Чувство вины сделало Планка раздражительным, беспокойным компаньоном во время плавания, поэтому, когда посреди Адриатического моря показался флот Гнея Домиция Агенобарба, Планк запачкал свою набедренную повязку и почти потерял сознание.
— Антоний, мы погибли! — простонал он.
— От руки Агенобарба? Никогда! — ответил Антоний, раздув ноздри. — Планк, мне кажется, ты обделался!
Планк убежал, оставив Антония ждать прибытия лодки, которая направлялась к его кораблю. Его собственный штандарт продолжал развеваться на мачте, но Агенобарб свой штандарт опустил.
Маленький и толстый, смуглый и лысый, Агенобарб поднялся по веревочной лестнице и направился к Антонию с улыбкой от уха до уха.
— Наконец-то! — крикнул он, обнимая Антония. — Ты идешь на это маленькое насекомое по имени Октавиан, не правда ли? Пожалуйста, скажи, что это так!
— Это так, — ответил Антоний. — Пусть он подавится своим дерьмом! Планк только что обделался при виде твоих кораблей, а я считаю его смелее Октавиана. Ты знаешь, что сделал Октавиан, Агенобарб? Он убил Луция в Дальней Испании, а потом нагло сообщил мне письмом, что прах Луция у него! Он намекает, что мне слабо забрать у него прах! Он что, сумасшедший?
— Я до конца твой человек, — хрипло проговорил Агенобарб. — Мой флот — твой.
— Хорошо, — сказал Антоний, освобождаясь от объятий. — Мне может понадобиться большой военный корабль с твердым бронзовым носом, чтобы разорвать цепь у входа в гавань Брундизия.

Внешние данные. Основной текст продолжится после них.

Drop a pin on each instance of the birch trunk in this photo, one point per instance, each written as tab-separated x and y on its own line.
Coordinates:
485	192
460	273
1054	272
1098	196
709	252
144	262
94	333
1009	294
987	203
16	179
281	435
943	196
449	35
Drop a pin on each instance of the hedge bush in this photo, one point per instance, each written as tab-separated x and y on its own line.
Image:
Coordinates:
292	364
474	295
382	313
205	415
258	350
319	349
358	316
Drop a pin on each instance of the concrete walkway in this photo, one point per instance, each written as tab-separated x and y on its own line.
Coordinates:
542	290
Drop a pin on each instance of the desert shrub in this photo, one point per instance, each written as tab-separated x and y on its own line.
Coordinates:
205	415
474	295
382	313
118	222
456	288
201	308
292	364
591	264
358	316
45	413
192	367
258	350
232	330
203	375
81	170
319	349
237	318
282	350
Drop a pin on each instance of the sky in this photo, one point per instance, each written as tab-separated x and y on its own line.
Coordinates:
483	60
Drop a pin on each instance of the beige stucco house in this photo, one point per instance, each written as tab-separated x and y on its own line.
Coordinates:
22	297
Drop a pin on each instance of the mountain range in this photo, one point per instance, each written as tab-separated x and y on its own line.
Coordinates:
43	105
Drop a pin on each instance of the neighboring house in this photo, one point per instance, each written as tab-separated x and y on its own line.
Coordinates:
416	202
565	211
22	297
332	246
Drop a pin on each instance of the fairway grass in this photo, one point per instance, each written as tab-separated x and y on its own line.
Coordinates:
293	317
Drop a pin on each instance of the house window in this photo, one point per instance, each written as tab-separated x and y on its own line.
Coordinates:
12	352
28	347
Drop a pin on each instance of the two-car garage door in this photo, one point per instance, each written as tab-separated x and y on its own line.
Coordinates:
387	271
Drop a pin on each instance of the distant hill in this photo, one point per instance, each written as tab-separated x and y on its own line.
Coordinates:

Но даже огромный корабль с носом в двадцать талантов бронзы не смог бы разорвать цепь, натянутую через вход в гавань; впрочем, у Агенобарба не было и вполовину меньшего корабля. Цепь была закреплена на двух цементных столбах, усиленных железными стержнями, и каждое бронзовое звено имело толщину шесть дюймов. Антоний и Агенобарб никогда не видели ни столь исполинского барьера, ни населения, так ликующего при виде их напрасных попыток разорвать цепь. Пока женщины и дети радостно кричали и смеялись над тщетными попытками Антония, мужское население Брундизия обрушило на боевую квинкверему Агенобарба убийственный град пик и стрел, который в конце концов заставил их отойти в море.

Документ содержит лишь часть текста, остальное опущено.